The next step of course goes a lot faster because now you're not locked into doing as much work to each section you buffer out as the heavy lifting, so to speak is over.
So say you spent 4 hours on the first step, and 2 hours on the second step, and then applied a dedicated product for your last step, be it a wax, sealant or coating, you're looking at approximately 7 to 8 hours by the time you're making the final wipe down of the paint. And this time allotment does not count the other procedures like washing, drying, claying, taping-off, etc.
The above is doing a multiple-step process with the additional LSP application and removal.
With the Meguiar's Microfiber DA Correction System, you actually stop and are finished after the second step, that is using the D301. In this scenario you're looking at 5-6 hours for a two-step process over the average size passenger car.
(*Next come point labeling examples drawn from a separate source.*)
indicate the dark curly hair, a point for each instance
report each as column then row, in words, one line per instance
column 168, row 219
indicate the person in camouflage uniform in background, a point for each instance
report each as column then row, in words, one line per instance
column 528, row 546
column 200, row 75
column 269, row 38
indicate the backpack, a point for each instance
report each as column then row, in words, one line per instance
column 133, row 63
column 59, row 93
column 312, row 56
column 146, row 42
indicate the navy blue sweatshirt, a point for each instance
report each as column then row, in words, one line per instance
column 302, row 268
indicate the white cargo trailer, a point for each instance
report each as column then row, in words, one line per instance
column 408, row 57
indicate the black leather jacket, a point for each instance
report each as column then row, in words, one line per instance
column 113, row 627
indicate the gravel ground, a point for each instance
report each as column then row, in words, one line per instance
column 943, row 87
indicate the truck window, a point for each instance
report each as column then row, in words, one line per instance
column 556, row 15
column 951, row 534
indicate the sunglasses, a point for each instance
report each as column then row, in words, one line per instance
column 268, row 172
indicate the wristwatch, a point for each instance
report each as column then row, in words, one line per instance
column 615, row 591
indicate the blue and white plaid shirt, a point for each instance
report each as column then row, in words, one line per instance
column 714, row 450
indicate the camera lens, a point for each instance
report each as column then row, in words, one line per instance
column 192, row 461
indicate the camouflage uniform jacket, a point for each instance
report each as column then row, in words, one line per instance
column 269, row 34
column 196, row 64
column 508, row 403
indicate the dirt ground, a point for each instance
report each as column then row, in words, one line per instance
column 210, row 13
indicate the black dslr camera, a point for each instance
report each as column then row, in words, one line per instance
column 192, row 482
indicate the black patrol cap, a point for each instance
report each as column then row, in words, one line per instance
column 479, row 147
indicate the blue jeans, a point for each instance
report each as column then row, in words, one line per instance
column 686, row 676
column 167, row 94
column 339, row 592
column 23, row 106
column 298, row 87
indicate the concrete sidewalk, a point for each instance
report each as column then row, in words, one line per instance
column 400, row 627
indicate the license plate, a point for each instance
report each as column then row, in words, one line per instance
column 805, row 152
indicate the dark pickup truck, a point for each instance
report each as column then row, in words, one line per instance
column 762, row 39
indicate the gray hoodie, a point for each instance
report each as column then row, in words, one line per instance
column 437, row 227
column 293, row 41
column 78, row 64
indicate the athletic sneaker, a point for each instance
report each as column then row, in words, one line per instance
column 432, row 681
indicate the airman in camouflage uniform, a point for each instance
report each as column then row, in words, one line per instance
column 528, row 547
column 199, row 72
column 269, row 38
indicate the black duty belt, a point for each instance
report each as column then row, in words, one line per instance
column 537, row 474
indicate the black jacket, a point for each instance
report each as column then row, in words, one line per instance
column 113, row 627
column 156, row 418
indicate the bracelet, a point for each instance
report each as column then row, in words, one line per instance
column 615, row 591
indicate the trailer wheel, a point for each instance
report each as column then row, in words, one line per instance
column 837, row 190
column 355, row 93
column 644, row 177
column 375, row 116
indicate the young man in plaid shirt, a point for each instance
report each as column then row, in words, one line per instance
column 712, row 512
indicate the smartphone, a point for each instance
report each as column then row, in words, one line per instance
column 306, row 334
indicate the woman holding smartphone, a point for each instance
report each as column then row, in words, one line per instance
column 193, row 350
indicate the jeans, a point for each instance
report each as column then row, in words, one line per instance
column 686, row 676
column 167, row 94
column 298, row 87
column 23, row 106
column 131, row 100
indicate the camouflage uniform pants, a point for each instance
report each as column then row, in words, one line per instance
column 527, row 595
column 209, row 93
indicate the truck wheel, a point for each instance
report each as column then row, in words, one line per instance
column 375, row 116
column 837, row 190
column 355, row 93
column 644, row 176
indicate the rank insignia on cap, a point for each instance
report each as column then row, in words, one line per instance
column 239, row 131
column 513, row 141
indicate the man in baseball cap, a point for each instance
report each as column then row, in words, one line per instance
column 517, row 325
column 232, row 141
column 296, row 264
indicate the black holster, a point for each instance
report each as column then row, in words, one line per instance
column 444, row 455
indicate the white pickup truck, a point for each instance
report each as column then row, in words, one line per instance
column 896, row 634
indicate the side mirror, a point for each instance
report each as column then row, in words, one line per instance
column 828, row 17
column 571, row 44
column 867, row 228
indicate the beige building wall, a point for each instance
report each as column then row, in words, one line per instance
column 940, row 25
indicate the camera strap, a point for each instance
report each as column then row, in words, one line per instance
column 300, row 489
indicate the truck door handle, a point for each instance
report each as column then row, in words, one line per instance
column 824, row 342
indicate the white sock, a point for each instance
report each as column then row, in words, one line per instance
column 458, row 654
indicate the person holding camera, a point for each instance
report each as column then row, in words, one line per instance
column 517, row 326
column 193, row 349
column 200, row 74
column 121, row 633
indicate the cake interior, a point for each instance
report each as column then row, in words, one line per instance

NOTE: A person can do it faster but realistically, if you start buffing out sections faster you're not going to get as good of defect removal AND that's okay for doing production detailing. What i typed above would be more for the guy that actually owns the car he's working on and wants to do a good job.
And... you co-worker will love you. Plus the Wolfgang Twins are easy to work with. There's lots of good choices for "twins", these are just two of them but they have nothing but a stellar reputation.
Here's an old Chevy I treated with them...
1957 Chevrolet Belair Extreme Makeover - Flex 3401 & Wolfgang Smackdown!
Before
Here's a candidate, a 1957 Chevrolet Belair. This car was painted approximately 10 years ago and while the color is very pretty for this body style, it's filled with swirls and scratches through the entire finish.
When the sun shines on the paint instead of having a deep, wet, high gloss shine, the paint turns all hazy looking. The swirls take your focus off the beautiful body lines the Tr-Fives are famous for and blinds you with ugliness.
You can see these kinds of holograms or rotary buffer swirls throughout each panel when the sun hits them.
The below picture is a good representation of what's called
holograms or
rotary buffer swirls.
After
Good enough for the above old Chevy plenty good for a Toyo transportation car...
Between your response and those of the others. It sounds like "they do but they don't" if I'm expressing myself correctly.
Well the TSR is a Medium Cut Polish but that's all you need for most of your work on daily drivers. One thing for sure, sometimes just having a product that's easy to work with and produces consistent results over the widest spectrum of "paint systems" is also a real blessing.